Build a Telegram bot with Phi-3 and Qdrant and chat with your PDFs!

Question

Build a Telegram bot with Phi-3 and Qdrant and chat with your PDFs!

Astra Bertelli posted May 9, 2024 10 min read

1. Introduction

In my previous articles, we saw how to create a simple Telegram bot and how to build a responsive assistant: in both of these cases, we built something that relied on pre-defined responses, no matter how natural language-like they might have seemed.

In this tutorial we will build an AI-powered and context-aware Telegram bot that reads information from PDF files and responds in multiple languages. Before we start, nevertheless, we need to define some important terms that we will be using in this tutorial, and that are not-so-common in everyday programming.

2. Definitions

2a. LLM

A Large Language Model (LLM) is an Artificial Intelligence-based model able to understand, process and produce natural language, performing also complex tasks. For this tutorial, we will be using Phi-3-128K instruct, which is one of the most recent and powerful models, released by Microsoft.

I wrote about LLMs architecture in a post on my personal blog

2b. Vector Databases

A vector database is a non-traditional data storage facility and can be used to represent complex data (with lots of features) based on a set of multi-dimensional numerical objects (vectors). For this example, we will be using Qdrant as vector database provider.
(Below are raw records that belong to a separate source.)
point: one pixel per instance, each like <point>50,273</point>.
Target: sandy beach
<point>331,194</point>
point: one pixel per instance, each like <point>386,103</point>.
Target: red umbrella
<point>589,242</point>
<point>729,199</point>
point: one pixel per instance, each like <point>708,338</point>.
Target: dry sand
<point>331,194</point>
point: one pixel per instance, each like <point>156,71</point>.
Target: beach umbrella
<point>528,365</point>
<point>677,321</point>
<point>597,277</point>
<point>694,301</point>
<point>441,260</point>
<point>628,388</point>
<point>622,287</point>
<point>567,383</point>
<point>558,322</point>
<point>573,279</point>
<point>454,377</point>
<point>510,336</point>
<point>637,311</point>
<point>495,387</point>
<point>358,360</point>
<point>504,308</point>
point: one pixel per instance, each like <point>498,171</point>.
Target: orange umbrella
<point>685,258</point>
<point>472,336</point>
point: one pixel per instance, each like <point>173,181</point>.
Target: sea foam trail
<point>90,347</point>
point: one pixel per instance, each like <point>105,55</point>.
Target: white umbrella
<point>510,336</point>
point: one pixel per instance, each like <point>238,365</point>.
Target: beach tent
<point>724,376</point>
I wrote an educational article on vector databases on my personal blog

2c. Docker

You have to imagine Docker as a big registry where lots of applications (images) are stored: you can download (pull) them and make them run in a virtual environment (the container). A Docker application contains everything that is needed for it to run in the container. A Docker container may also come with some data storage space (a volume), which should be mounted on your local file system.

3. Setup

3a. Folder Structure

As usual, we start by setting up our local folder for the tutorial: you can refer to the structure found on my GitHub repo, which is here represented:

.
|___ bot.py
|___ qdrant_storage
|___ requirements.txt
|___ utils.py

Let's break down the files:

bot.py will be our main script, containing the Telegram bot
requirements.txt will be the file where we write all the needed dependencies, in order to install them
utils.py will be the script where we define useful functions and classes for our bot
qdrant_storage/ will be the local folder where the databases will be stored.

3b. Install Dependencies

Open requirements.txt and paste the following text:

gradio_client == 0.15.0
pypdf == 3.17.4
sentence_transformers == 2.2.2
transformers == 4.39.3
langdetect == 1.0.9
deep-translator == 1.11.4
qdrant_client == 1.9.0
langchain-community == 0.0.13
langchain == 0.1.1

These are all the python packages that we need to build the bot and its back-end architecture:

gradio_client allows to interact with Gradio API
pypdf manages PDF files
sentence_transformers helps with transforming data into vectors
transformers is an HuggingFace library commonly used for LLMs
langdetect and deep-translator are two packages that manage language detection and translation, to add multilingual support to our bot
qdrant_client allows to interact with Qdrant running in the background
langchain and langchain-community are useful to preprocess PDFs and turn them into plain-text data.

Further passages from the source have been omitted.